Kenya Ports Authority yard in Mombasa.
The recently signed Government-Owned Enterprises (GOE) Bill into an Act by President William Ruto is set to change the management of how parastatals are managed in Kenya.
The move will save taxpayers billions of shillings previously used in the management of the parastatals.
According to Section 9 of the Act, the entities will now operate as commercial organisations to make profit. They will also be self-sustaining and self-financing.
“A government-owned enterprise shall operate as a commercial entity and shall operate for profit, be self-sustaining, self-financing and be accountable to the public through the National Treasury,” reads the Act.
The First Schedule to the Act has listed 65 parastatals which are now listed as Government Owned Enterprises and will be required to operate as commercial entities, be self-financing, and self-sustaining.
Some of these parastatals include the Kenya Ports Authority, Kenya Power, Kenya Electricity Generating Company (KenGen), Kenya Railways Corporation, among others.
The Kenya Electricity Generating Company (KenGen) head offices in Nairobi.
During his State of the Nation Address last month, President Ruto said Kenya’s development ambitions—including improvements in roads, energy, water systems, logistics, education, and digital networks—require sustained and innovative financing models.
“We cannot continue funding essential infrastructure through unsustainable borrowing or burdening taxpayers with additional taxes. But neither can we afford to postpone these imperatives without risking our future,” President Ruto said
The Government-Owned Enterprises Act seeks to streamline the operations of state corporations and government-owned enterprises by enhancing accountability, efficiency, and alignment with national development priorities.
It also sets out public service obligations designed to improve transparency and performance standards.
The new Act, if implemented fully, will actualise some of the recommendations of a taskforce appointed by former President Uhuru Kenyatta on parastatals.
The taskforce which was chaired by the then Member for Mandera Central Constituency, Abdikadir Mohammed, came up with a number of proposals, including the need for dissolution and merger of several parastatals and adoption of a business-oriented code of conduct that would uphold efficiency and accountability.
Whereas the Taskforce Report gave impetus for change in governance of parastatals, the implementation of the report has, over the years, experienced resistance to change by the same parastatals that the government sought to make efficient.
In order to cure duplication of duties, wastage of public resources, bloated workforce and corruption that have often characterised operations of the parastatals, section 7 of the Act provides that when determining a request for the establishment of a Government Owned Enterprise, the guiding principles, such as what gap the new enterprise is going to fill in the market.

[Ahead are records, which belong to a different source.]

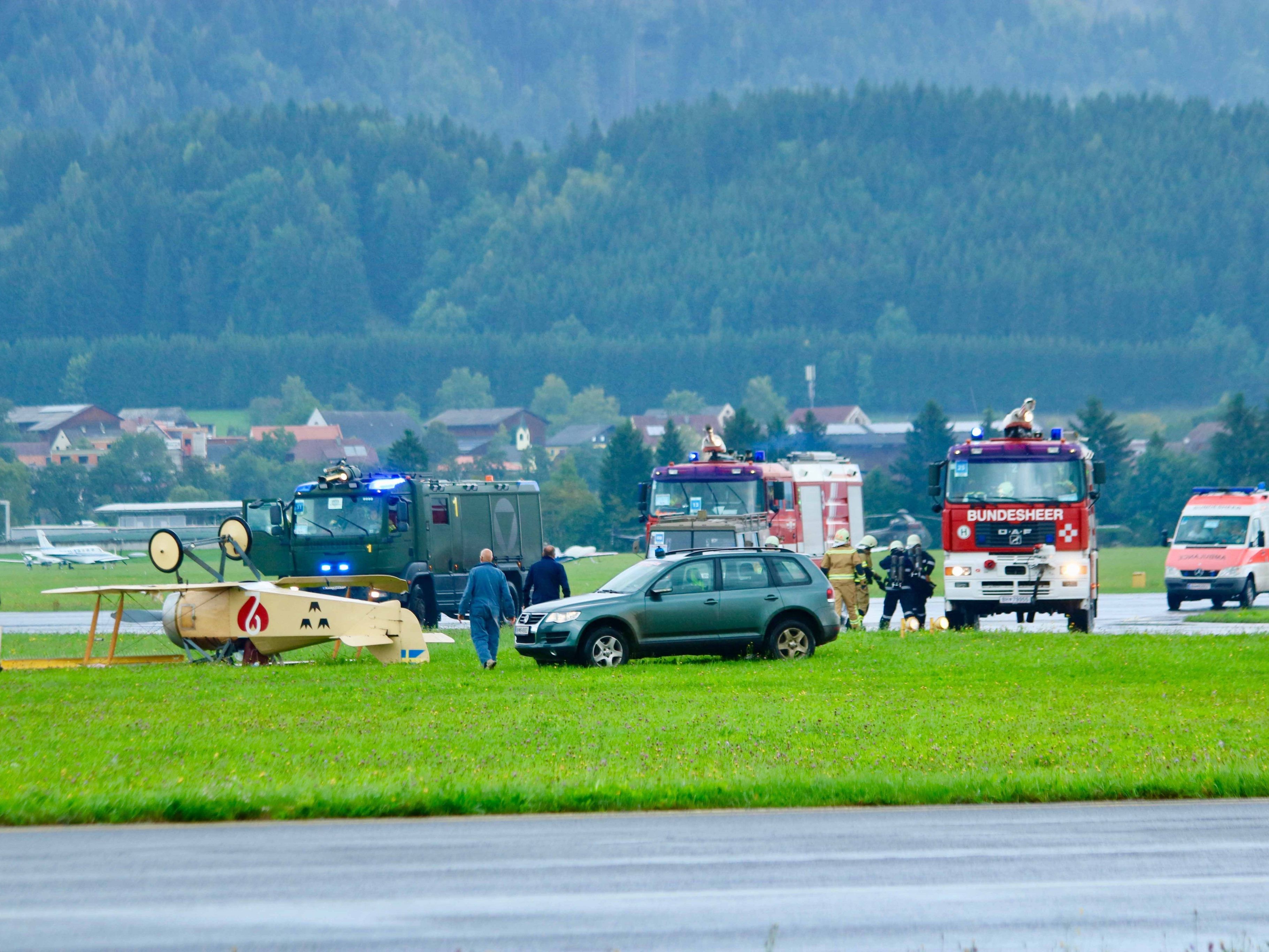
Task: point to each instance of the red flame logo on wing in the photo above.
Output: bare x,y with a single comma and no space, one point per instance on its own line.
252,616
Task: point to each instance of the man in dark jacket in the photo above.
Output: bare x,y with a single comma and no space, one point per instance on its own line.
545,580
487,601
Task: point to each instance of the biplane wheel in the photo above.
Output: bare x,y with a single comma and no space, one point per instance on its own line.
166,551
235,528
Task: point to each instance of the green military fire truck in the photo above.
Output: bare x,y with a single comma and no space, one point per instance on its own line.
426,531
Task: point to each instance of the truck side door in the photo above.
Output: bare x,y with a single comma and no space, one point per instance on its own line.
441,549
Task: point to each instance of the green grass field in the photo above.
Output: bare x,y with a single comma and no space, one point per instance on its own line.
873,719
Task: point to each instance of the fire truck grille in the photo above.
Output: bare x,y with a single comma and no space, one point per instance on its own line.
1013,535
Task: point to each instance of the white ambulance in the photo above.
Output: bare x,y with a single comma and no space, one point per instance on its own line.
1219,549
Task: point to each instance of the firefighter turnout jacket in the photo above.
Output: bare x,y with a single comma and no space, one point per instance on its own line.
842,564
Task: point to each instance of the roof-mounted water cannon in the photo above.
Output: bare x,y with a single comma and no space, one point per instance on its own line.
342,474
1019,422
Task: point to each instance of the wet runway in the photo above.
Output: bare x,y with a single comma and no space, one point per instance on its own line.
1080,876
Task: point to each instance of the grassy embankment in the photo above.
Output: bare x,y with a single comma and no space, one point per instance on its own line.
21,587
873,719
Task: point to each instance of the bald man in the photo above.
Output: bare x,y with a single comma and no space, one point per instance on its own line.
487,601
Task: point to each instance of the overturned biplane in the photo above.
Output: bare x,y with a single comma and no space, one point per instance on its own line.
214,621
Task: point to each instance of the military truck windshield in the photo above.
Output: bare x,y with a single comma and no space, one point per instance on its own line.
339,517
1212,531
1016,481
716,498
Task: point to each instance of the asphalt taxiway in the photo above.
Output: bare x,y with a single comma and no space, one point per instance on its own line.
1079,876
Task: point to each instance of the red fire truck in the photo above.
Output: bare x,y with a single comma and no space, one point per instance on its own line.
1019,531
735,501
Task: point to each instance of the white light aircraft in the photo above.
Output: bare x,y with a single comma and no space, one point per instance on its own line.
49,554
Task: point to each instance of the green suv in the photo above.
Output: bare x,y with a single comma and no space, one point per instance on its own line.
688,603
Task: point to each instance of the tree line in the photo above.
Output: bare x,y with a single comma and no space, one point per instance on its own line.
1012,237
531,69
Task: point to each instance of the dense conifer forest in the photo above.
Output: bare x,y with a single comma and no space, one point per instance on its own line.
896,235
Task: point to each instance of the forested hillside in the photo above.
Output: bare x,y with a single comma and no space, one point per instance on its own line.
957,228
531,68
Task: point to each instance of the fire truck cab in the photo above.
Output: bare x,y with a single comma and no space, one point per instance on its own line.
732,501
1019,532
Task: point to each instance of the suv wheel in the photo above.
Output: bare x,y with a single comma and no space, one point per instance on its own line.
790,640
606,648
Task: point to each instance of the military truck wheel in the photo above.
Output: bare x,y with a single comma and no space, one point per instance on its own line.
423,602
606,648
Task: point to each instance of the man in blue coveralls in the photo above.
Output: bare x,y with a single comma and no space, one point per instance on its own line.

According to the Act, Government Owned Enterprise shall operate on commercial principles and with a defined commercial income stream that substantially supports the associated commercial activities.
The process of establishing a Government Owned Enterprise has also been tightened in the new Act, a move aimed at curbing the mushrooming of parastatals with no defined roles but gobbling millions of taxpayers ' money in financing their activities.
Kenya Power’s revenues took the biggest hit from industries with sales from this consumer class dropping by 9.5 per cent in the year ended June 2025.
According to section 8 of the Act, where the relevant Ministry requires a Government Owned Enterprise to be established, the relevant Cabinet Secretary shall submit to the Cabinet Secretary for National Treasury, a written request for the proposed establishment of the Government Owned Enterprise.
The request, according to the Act, must be accompanied by a written business case, with detailed justification for establishing the Government Owned Enterprise.
According to the new Act, the request to establish a Government Owned Enterprise will be subjected to a feasibility assessment report, which will have to clearly indicate various factors such as the financial and economic viability of establishing the proposed Government Owned Enterprise.
The assessment report will also answer the question of whether the proposed activity can be achieved through an existing Government Owned Enterprise or through the private sector.
Further, the assessment report that will be presented to the relevant CS for consideration will also handle the question of whether there is a need to establish a new Government Owned Enterprise.
The report will also include the proposed functions and objectives of the Government Owned Enterprise, how the activities of the proposed Government Owned Enterprise will fit in the relevant Ministry’s mandate, and the medium-term strategy, among others.
The tight conditions are aimed at guarding against the proliferation of unviable parastatals and eliminating duplication of roles.